Highlights of the quarter include:

  • Sales rose 1.5% after adjusting for the sale of its convenience store segment. Adding in Kroger's alternative revenue streams, that figure landed at around 2%. Walmart, in contrast, recently posted its fourth straight quarter of over 3% comparable-store sales gains.
  • Gross profit margin held steady at 22% of sales, indicating modest success at passing along higher prices.
  • Operating profit declined to $957 million after adjusting for one-time events, compared to $1.02 billion a year ago. This result stacked up poorly against Walmart and Target (TGT 1.03%), which recently reported robust bottom-line profitability growth.
  • Kroger made progress on its transformation initiatives, including by expanding home delivery and pickup offerings to nearly all of its customer base.

What management had to say

Executives expressed confidence that the company's rebound plan, which management calls "Restock Kroger," is on track. "We are building momentum in the second year of Restock Kroger," CEO Rodney McMullen stated in a press release, "which is off to a solid start."

"It all starts with our customer obsession, which is why Kroger is assembling a platform to deliver anything, anytime, anywhere," McMullen said. Management highlighted improving operating profit results and healthy free cash flow as two of the most direct payoffs from the turnaround strategy to date.

Looking forward

McMullen and his team confirmed their full-year outlook and still see comps rising by about 2% as profits are pressured by investments in areas like pricing, store remodels, and the online selling infrastructure. That steady and conservative outlook contrasts with what peers have said about the industry recently. Walmart predicts comps gains of around 3% this year, with robust growth in its grocery segment. Target, meanwhile, claimed that it will generate strong market-share gains across every major selling category this year after it began 2019 with a 5% comps spike.

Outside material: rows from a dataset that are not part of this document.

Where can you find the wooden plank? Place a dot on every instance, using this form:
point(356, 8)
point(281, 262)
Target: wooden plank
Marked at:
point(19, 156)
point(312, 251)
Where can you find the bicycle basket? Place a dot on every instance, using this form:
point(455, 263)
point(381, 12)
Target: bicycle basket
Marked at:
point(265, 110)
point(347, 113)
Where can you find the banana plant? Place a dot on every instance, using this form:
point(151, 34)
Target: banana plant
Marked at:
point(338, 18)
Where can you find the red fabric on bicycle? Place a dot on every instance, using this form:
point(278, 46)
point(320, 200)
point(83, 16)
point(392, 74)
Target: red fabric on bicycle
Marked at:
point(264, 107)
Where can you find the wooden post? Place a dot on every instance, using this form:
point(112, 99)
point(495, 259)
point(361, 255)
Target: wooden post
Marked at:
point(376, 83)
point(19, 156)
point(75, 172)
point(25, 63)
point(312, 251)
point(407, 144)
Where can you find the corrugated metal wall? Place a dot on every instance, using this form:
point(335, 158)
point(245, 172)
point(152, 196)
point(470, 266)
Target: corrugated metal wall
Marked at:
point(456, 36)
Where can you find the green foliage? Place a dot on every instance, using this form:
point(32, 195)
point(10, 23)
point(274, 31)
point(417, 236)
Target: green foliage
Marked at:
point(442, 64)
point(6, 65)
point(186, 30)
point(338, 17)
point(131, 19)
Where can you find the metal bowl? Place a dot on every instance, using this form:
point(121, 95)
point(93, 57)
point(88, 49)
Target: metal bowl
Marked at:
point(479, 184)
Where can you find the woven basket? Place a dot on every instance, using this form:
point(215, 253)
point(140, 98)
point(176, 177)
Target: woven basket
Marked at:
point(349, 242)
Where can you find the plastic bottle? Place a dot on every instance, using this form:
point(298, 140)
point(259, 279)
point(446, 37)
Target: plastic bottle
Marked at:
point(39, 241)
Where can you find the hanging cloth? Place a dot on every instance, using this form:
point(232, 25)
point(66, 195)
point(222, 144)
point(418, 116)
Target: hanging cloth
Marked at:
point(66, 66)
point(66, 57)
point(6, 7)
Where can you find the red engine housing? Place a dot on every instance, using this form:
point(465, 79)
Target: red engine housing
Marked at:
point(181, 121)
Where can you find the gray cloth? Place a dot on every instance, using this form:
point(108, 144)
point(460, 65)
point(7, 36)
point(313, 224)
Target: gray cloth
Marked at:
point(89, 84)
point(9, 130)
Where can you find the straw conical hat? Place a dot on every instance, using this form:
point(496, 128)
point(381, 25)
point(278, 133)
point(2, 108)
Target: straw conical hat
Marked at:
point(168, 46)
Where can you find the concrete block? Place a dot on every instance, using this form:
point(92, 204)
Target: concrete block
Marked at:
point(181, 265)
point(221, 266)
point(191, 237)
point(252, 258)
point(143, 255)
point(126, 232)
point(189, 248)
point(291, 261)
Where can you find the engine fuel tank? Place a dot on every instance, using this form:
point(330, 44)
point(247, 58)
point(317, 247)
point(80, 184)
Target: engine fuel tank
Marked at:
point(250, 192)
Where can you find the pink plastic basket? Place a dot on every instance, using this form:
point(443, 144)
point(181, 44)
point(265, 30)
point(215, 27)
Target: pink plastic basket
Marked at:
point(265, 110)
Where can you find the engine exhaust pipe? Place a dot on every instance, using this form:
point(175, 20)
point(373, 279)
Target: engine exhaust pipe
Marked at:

Kroger's prediction implies modest market-share losses in the context of these reports and the significant customer-traffic growth that most of the industry is seeing today. Investors are looking forward to the retailer's capital spending initiatives boosting results, just as they have for peers in recent years. Yet there's scant evidence to date that Kroger can close the widening gap with its rivals, which have better managed the shift toward a multichannel selling environment over the past several quarters.